A key condition of applying interim testing strategies in psychological research is thorough a priori planning and specification before the study commences, which is less common in psychology than in medical and pharmaceutical research. But this demand to strictly follow a study protocol which is formulated and announced before conducting a study may cause researchers engaged in interim testing to become acquainted with more stringent standards. Otherwise, the exploratory hunting or fishing for significance at some unplanned interim stages would cause Type I error inflation because of uncontrolled multiple testing, in addition to the violation of scientific and ethical principles. Since approval by ethics committees or institutional review boards is becoming ever more common, this would be an appropriate occasion to announce group sequential designs as well. The ultimate objective of group sequential designs is not to meet formal requirements, however, but to protect respondents from avoidable burdens and to save researchers' resources.

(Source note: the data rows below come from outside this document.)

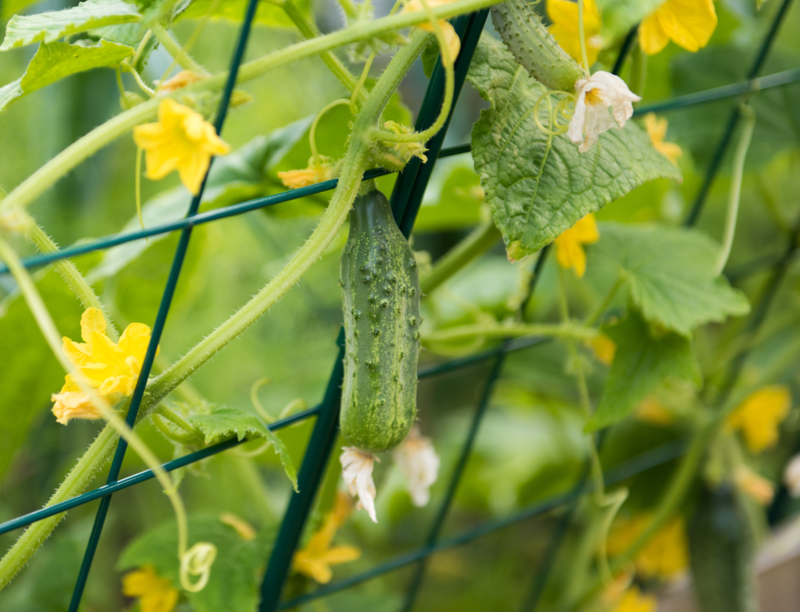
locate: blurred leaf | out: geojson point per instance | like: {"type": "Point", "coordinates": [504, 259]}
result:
{"type": "Point", "coordinates": [539, 186]}
{"type": "Point", "coordinates": [30, 370]}
{"type": "Point", "coordinates": [458, 206]}
{"type": "Point", "coordinates": [641, 362]}
{"type": "Point", "coordinates": [235, 575]}
{"type": "Point", "coordinates": [54, 61]}
{"type": "Point", "coordinates": [224, 423]}
{"type": "Point", "coordinates": [24, 30]}
{"type": "Point", "coordinates": [233, 179]}
{"type": "Point", "coordinates": [670, 273]}
{"type": "Point", "coordinates": [267, 13]}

When will group sequential designs be most effective? If the effect sizes observed are as expected, classical sample size planning will deliver reasonable sample sizes and results in order to achieve a power of, for example, 80%. In contrast, early stopping after an interim analysis will be particularly likely if the effect size is underestimated, as in our demonstration example, or is estimated with caution because of substantial uncertainty. The latter will apply to many cases where population effect parameters are difficult to predict, which is rather the rule than the exception in psychology, at least as soon as one deals with innovative topics or with innovative item material like in our empirical data set. Therefore, group sequential tests could be seen as a compromise between striving for results and sample sizes with the desired power, and efforts to reduce the use of resources and the encumbrance on participants when the results are more marked than modelled by careful or pessimistic pre-assumptions as demonstrated.

In conclusion, given their innovative conceptualization and ongoing refinements, we expect these powerful methods to markedly invigorate psychological research and further social science fields with currently modest usage of group sequential designs.